Bu kadar iyi yönetilmiş, bu kadar iyi oynanmış oyunculuk da son zamanlarda az gördüm.
Çehov'u sevmeyen olur mu, var mıdır, bilemem. Her zaman çok sevdim.
Bir yandan, tipleri, bir yandan hüznü, bir yandan uzak mizahı. Yazının soğukluğundan ve mesafeliliğinden söz ediyor. Bu yaklaşımı kendimde de bir tutuma dönüştürdüm. Yazının daima uzak olması/kalması gerektiğini düşündüm.
Ama Çehov'un bütün bunları aşan bir duyarlılığı olduğuna da değinmek gerek.
Artık öyküleri pek okunmuyor.
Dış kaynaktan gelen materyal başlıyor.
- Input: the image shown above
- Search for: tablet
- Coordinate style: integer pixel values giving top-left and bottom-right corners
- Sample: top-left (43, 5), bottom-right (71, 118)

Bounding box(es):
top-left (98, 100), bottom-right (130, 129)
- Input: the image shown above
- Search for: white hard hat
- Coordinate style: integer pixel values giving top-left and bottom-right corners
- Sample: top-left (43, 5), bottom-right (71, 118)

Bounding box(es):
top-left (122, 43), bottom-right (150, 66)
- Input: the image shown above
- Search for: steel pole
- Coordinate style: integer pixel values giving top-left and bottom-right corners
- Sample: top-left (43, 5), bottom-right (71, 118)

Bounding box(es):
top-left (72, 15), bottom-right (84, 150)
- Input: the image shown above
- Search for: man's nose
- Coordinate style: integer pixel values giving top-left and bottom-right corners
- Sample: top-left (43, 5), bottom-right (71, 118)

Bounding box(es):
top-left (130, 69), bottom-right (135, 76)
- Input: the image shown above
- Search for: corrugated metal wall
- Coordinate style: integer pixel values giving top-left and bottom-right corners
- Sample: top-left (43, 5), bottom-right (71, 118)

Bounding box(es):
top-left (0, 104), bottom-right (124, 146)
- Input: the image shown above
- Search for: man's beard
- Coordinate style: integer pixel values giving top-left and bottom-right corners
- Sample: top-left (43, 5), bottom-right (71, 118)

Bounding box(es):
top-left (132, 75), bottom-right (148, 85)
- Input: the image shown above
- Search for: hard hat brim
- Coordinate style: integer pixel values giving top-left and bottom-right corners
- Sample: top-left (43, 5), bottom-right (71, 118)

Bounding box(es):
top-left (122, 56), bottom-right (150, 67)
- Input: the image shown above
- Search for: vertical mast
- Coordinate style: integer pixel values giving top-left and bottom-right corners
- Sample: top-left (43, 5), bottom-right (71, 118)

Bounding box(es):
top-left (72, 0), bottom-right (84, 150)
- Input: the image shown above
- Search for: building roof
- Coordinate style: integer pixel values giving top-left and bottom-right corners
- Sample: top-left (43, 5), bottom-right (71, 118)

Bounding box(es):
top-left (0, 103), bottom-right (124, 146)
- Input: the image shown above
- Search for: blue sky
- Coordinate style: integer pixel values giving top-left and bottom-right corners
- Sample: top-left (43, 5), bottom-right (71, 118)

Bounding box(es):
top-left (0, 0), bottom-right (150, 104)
Ben hayranlıkla okudum daima. Küçük Köpekli Kadın'ın eşsiz bir öykü olduğuna inanırım. Dört oyunu ise insanın dönüp dönüp okumak istediği, hüzünlerle, kırgınlıklarla doludur. Uzaktan yıkılan bir dünya izlenir ve yaklaşan yeni dünyanın ayak sesleri işitilir.
Gürman bu bağlamı çok iyi yakalamış.
O zaman ortaya Çehov içinde Çehov/ lar çıkıyor.
Oyuna DOT'un son oyunu İki Kişilik Yaz'dan çıkıp gittim. Onu gündüz gördüm, bunu gece. Aslında yorgundum.
Ama o kadar etkileyici bir oyun ki, Çehov Makinesi, uzunluğuna rağmen zevkle, dikkatle izledim.
Çok uzun bir süredir oynuyor Çehov Makinesi. Yeni gördüm. İyi ki gördüm.
Şimdi bir kere daha tüm Çehov'ları okuyacağım.